Meat Train hit some snags on its way to release, originally being slated for a May release that got pushed back to August. Most of the marketing was done online and in the end it only got screened at 100 theaters, which is just a shame. This film deserved better than that and instead it largely went unnoticed, which is why I feel the need to bring it to the public’s attention.
The film centers around two men: one, a quiet, suit-wearing Vinnie Jones (character name: Mahogany) who rides the subway train at night and waits until the cars are all but empty. At that moment he calmly picks his tools out of his bag, approaches the last remaining person (or people) on the train and bludgeons the ever loving shit out of them. He butchers them like cattle and later on you find that this is apropos considering his profession as a meat butcher AND the fact that once the train pulls in, he dangles the body from meathooks (there is a reason but I will not spoil that for you). Jones steps outside of his normal character choice to play a silent man … in fact, he only has one sentence in the entire movie. Instead, his eyes do the talking and given that I normally don’t think of Vinnie Jones as a fantastic actor, I’ve got to give him props here.

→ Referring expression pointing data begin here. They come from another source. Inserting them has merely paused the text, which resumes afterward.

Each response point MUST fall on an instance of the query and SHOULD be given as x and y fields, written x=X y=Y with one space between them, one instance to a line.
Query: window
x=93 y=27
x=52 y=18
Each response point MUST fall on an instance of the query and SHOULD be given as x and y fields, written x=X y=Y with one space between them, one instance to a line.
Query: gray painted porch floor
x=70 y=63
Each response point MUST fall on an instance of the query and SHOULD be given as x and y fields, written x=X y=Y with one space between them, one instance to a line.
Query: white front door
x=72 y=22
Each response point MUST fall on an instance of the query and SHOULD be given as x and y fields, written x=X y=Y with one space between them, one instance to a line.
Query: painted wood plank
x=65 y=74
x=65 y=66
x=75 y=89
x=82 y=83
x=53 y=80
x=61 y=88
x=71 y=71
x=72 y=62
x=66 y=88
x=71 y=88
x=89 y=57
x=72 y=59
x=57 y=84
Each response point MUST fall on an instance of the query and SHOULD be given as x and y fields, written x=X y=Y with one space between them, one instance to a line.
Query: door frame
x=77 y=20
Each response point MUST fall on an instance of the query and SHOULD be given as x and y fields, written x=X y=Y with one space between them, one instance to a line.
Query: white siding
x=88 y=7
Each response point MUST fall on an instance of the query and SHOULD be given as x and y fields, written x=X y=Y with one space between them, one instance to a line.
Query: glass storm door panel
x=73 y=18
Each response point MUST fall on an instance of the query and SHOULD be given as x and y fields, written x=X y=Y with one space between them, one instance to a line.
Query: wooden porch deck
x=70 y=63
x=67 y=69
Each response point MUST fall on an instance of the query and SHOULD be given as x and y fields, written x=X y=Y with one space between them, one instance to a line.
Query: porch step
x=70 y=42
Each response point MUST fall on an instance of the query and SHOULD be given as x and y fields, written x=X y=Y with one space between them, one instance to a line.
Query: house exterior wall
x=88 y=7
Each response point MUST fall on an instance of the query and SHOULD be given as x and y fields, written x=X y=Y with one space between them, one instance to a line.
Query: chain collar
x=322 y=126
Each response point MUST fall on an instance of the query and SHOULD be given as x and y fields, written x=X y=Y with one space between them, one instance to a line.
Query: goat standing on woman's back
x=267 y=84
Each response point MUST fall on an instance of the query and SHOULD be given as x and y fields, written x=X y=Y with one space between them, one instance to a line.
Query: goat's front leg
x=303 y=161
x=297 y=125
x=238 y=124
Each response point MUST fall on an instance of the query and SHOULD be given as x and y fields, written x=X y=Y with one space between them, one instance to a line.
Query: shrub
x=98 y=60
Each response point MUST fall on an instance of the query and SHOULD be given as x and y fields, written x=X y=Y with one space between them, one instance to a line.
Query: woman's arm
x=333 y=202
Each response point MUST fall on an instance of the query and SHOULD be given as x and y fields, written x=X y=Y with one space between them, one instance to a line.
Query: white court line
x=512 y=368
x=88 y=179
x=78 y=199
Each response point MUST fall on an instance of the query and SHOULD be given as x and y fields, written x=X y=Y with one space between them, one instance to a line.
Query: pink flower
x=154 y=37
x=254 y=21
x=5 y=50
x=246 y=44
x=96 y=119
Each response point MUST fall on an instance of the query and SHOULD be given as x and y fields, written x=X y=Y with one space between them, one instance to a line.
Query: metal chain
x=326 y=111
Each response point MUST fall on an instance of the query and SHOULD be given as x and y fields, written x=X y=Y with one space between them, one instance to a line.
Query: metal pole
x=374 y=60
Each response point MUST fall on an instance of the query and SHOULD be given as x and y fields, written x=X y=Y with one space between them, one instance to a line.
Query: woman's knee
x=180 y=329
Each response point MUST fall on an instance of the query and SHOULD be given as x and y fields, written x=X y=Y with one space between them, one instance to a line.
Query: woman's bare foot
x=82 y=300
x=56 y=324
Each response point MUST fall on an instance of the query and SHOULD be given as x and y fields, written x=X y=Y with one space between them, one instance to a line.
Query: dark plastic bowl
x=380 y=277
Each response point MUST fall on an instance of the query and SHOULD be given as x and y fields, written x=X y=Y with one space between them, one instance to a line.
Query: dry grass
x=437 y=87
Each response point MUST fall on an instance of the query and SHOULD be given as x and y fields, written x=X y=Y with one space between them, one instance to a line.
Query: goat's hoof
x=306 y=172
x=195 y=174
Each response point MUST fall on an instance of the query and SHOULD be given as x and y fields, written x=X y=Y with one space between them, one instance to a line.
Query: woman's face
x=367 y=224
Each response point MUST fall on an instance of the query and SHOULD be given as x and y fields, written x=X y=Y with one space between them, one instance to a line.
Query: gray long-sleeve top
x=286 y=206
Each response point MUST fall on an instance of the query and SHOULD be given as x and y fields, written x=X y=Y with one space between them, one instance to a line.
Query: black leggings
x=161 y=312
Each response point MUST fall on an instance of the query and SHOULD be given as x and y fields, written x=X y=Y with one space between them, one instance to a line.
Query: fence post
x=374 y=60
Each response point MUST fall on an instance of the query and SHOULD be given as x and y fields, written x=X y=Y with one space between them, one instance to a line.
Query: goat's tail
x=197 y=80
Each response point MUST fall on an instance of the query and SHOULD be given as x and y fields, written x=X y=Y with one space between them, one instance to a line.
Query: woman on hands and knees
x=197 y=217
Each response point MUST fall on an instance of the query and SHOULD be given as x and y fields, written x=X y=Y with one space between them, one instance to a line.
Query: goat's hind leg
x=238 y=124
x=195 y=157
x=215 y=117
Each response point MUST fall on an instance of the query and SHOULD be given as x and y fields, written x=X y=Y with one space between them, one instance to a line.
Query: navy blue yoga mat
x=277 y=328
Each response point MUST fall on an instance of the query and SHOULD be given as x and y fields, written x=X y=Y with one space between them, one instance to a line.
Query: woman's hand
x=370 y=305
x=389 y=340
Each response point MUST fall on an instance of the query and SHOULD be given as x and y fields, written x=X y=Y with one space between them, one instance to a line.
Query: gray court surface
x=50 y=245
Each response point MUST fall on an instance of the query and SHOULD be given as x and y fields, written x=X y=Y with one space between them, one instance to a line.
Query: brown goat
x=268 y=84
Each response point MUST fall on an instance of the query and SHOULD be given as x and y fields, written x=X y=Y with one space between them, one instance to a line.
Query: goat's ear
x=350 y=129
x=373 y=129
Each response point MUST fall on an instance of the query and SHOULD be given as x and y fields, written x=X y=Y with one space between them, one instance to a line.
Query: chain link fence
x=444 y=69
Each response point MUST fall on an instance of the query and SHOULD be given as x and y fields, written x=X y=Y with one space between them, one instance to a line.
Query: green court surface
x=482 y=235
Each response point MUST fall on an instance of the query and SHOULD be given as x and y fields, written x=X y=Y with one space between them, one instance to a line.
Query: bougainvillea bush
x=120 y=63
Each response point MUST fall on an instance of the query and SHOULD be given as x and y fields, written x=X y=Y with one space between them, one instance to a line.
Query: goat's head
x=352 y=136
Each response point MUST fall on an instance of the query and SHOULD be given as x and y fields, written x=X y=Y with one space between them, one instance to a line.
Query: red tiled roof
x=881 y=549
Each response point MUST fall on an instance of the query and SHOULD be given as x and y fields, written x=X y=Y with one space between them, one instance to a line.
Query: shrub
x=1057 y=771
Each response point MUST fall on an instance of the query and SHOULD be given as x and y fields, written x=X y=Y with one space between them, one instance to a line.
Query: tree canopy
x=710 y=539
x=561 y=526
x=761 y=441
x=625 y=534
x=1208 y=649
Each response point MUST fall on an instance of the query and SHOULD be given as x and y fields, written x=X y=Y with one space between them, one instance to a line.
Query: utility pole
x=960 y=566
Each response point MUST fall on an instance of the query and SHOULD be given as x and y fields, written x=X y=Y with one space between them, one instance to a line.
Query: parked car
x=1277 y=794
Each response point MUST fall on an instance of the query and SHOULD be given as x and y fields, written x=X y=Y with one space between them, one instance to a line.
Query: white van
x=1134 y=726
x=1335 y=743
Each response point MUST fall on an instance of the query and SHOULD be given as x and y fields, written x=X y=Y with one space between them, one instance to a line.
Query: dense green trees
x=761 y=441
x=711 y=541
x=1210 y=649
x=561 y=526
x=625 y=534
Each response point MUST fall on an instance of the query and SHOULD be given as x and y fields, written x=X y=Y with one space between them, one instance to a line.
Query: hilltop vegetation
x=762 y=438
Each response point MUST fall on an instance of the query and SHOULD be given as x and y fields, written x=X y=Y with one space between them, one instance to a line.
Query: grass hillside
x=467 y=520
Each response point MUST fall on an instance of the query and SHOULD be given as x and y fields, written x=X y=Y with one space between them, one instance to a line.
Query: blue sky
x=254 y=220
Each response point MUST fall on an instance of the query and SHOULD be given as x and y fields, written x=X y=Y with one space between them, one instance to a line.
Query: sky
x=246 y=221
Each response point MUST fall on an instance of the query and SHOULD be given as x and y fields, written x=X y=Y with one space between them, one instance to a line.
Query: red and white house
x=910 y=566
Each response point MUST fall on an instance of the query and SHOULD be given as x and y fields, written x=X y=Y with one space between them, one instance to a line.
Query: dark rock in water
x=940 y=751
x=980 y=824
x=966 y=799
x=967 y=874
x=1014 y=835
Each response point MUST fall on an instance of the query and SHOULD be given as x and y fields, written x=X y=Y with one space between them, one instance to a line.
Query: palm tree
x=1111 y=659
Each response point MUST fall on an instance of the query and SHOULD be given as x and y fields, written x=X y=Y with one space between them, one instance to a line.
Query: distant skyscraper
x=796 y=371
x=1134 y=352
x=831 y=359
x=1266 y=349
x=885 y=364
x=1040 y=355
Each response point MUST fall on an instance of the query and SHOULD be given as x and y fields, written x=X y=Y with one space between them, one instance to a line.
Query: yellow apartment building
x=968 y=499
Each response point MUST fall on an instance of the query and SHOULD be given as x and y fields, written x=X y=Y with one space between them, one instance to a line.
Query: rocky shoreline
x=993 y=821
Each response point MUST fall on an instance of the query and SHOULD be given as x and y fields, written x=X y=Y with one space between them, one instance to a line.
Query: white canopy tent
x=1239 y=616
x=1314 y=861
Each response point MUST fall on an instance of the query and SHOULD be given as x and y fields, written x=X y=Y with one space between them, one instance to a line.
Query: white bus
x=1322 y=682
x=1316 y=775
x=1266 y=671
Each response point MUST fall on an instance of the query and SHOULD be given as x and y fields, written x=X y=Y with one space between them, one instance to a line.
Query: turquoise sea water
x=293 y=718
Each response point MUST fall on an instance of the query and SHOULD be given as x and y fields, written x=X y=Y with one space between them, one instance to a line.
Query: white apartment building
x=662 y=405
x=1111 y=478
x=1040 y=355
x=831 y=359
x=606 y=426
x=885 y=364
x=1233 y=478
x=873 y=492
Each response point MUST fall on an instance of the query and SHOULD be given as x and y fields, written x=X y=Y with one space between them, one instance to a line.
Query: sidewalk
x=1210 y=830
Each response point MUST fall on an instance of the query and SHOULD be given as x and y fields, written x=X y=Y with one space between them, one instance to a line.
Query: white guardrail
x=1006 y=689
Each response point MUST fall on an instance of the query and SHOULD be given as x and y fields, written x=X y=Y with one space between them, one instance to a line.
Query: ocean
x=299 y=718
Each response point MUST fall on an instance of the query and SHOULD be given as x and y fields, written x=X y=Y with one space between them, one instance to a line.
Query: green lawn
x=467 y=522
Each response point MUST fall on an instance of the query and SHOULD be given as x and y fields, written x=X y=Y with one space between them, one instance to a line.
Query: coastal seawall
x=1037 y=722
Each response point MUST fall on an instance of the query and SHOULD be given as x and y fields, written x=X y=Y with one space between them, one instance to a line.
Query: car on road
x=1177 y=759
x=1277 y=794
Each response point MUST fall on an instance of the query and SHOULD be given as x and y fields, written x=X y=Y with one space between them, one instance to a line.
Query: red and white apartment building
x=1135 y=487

On the other side of the coin is Leon (Bradley Cooper), a New York photographer who is struggling to capture something truly great. By truly great I mean something that means worth a lick to a stuck-up gallery owner who tells him he needs to capture the true heart of the city. As Leon finds out while interrupting a potential rape, the ‘true heart of the city’ is pictures of crime and fear. Through a twisted series of events, this leads him to growing ever closer to the Subway Butcher, who he simultaneously becomes obsessed with photographing, as well as exposing, putting himself and his girlfriend, Maya (Leslie Bibb) in dire straits.
Of course, nobody believes Leon. When he tries to go to the cops, they treat him like a suspect. When he tells his girlfriend, she thinks he’s obsessing and she’s losing him. He’s spiraling out of control. The theme isn’t all that unique or unfamiliar, and to be honest some of the beats are pretty predictable but it didn’t matter to me. I wanted to see Leon’s confrontation with the Butcher.
By the end of the film, we get it and it’s fantastic. Kitamura’s big fight scene in a claustrophobic atmosphere is great and filled with tension. The tension only builds and builds and the release we get is anything but sweet.
The kills are always brutal and sometimes quick — but that’s okay, the real thrill of this movie isn’t in the copious amounts of blood. The one fight scene between Mahogany and Quinton “Rampage” Jackson’s characters shows Kitamura knows how to direct a fight (once again, emphasized by the final fight in the movie) but the best part is always in the release, specifically the secret you find out about Mahogany post-Rampage fight. Once again, I won’t spoil it for you.
There are a few things that are left unanswered and I had to look online for. Apparently, the answers are in the short story but didn’t transfer into the screenplay. A bit of an annoyance but ultimately something that can be overlooked. I do recommend looking online to figure out some of these missing pieces because they do complete things, but I don’t feel they detract from the film on a large level.
The Midnight Meat Train is largely about obsession and I suppose can be read as an allegory for the class system and how we are giving our lives to feed the elites — yeah, that subtext is definitely there. I think at one point when the train disembarks there’s a large, faded sign on the ground showing they are underneath City Hall. Memory’s fuzzy, but I thought it was cute. There’s more to support that theory but you’ll just have to watch the film and read online to figure out who Mahogany is and who they are. You’ll know who I’m talking about.
I know that Clive Barker’s name means a lot to some of your horrorphiles out there. Honestly, all he means to me is Hellraiser which I’ve only seen once and possibly not all of it ages ago so I don’t remember how it was. He’s the man responsible for the short story this is based on, so if that means something to you, kudos. I see a lot of reviewers saying this is Barker’s best work since Hellraiser (interesting since the short story was written in 1984 … guess it just got discovered). All I know is The Midnight Meat Train is one of those instances where I breathed a sigh of relief that the horror film I picked wasn’t a shit sandwich in gold wrapping.
It’s not perfect. The fact that some questions are left unanswered might be annoying to some who don’t like to do after-film homework, but it’s not on the same level of Donnie Darko. A trip to imDB can sort it out. Some events are predictable and fall in line with standard horror tropes. With that said, I still think this is worth checking out for people who know story trumps gore but know that doesn’t have to mean the absence of it. Enjoy.